Before submitting a pull request, ensure all local tests pass:

  • make unit-tests
  • make integration-tests

Also, run the system tests with your local changes against a Kubernetes cluster:

  • make deploy-dev
  • make system-tests

Pull Requests

RabbitMQ Operator project uses pull requests to discuss, collaborate on and accept code contributions. Pull requests are the primary place of discussing code changes.

Here's the recommended workflow:

  • Fork the repository or repositories you plan on contributing to. If multiple repositories are involved in addressing the same issue, please use the same branch name in each repository
  • Create a branch with a descriptive name
  • Make your changes, run tests (usually with make unit-tests integration-tests system-tests), commit with a descriptive message, push to your fork
  • Submit pull requests with an explanation what has been changed and why
  • We will get to your pull request within one week.
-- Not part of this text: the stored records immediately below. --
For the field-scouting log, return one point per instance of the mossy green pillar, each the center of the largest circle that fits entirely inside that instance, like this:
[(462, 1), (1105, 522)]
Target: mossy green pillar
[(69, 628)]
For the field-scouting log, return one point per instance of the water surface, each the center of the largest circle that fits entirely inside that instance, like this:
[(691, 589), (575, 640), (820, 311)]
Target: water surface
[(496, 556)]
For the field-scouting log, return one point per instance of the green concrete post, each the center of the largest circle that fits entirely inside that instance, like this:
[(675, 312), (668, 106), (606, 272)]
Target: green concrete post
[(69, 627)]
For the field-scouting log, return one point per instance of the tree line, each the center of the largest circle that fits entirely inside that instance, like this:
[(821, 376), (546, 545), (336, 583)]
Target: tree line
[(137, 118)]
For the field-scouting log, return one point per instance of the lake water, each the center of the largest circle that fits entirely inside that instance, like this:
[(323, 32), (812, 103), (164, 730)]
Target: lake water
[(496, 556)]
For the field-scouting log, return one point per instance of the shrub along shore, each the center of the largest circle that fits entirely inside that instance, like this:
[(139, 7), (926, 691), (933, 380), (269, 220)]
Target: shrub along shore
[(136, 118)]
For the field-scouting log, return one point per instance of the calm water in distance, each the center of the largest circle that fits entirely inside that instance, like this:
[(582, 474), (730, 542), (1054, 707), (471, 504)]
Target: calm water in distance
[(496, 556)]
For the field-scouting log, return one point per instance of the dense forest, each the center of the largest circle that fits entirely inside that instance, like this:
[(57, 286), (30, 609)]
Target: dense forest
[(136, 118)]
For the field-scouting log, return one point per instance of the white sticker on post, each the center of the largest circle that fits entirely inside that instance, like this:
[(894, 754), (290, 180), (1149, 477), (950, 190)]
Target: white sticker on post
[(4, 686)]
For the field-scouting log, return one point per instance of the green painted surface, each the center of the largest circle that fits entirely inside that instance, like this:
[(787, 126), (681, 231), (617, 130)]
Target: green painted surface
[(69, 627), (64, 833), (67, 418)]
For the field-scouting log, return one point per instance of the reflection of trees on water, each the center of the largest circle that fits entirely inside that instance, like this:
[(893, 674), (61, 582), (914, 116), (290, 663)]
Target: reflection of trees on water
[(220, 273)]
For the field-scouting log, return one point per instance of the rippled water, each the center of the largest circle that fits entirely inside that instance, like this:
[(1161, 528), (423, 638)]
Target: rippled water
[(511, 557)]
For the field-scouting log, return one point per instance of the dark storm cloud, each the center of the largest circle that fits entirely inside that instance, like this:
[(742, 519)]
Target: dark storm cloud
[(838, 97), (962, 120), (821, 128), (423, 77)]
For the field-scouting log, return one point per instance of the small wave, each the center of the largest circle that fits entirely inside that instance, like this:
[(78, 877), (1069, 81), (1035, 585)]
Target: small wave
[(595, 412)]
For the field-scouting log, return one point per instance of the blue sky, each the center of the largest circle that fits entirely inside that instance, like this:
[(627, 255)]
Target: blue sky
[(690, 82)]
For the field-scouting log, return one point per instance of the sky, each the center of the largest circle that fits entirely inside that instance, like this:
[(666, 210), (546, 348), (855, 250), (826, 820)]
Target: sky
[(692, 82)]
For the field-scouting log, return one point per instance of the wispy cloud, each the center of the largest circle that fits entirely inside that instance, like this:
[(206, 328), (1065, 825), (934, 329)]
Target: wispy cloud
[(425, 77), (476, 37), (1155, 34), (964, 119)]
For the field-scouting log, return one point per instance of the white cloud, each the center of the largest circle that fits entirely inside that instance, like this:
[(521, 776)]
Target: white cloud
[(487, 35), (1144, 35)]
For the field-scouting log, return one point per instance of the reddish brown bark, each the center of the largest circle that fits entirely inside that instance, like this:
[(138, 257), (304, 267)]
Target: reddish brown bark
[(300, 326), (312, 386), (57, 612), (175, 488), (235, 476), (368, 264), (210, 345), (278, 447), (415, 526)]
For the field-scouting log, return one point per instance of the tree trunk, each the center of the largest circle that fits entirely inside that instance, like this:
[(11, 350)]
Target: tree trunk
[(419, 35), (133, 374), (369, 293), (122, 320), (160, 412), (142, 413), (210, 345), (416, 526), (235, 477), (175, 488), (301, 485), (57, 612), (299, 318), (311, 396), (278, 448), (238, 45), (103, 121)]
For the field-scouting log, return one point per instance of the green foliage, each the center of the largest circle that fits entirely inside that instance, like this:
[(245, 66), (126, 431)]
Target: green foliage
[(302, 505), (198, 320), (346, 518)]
Usually within the next day or two you'll get a response.

If what you are going to work on is a substantial change, please first ask the core team for their opinion on the RabbitMQ users mailing list.

Code Conventions

This project follows the Kubernetes Code Conventions for Go, which in turn mostly refer to Effective Go and Go Code Review Comments. Please ensure your pull requests follow these guidelines.

Code reviews

All submissions, including submissions by project members, require review. We use GitHub pull requests for this purpose. Consult GitHub Help for more information on using pull requests.

Community Guidelines

This project follows Contributor Covenant, version 2.0.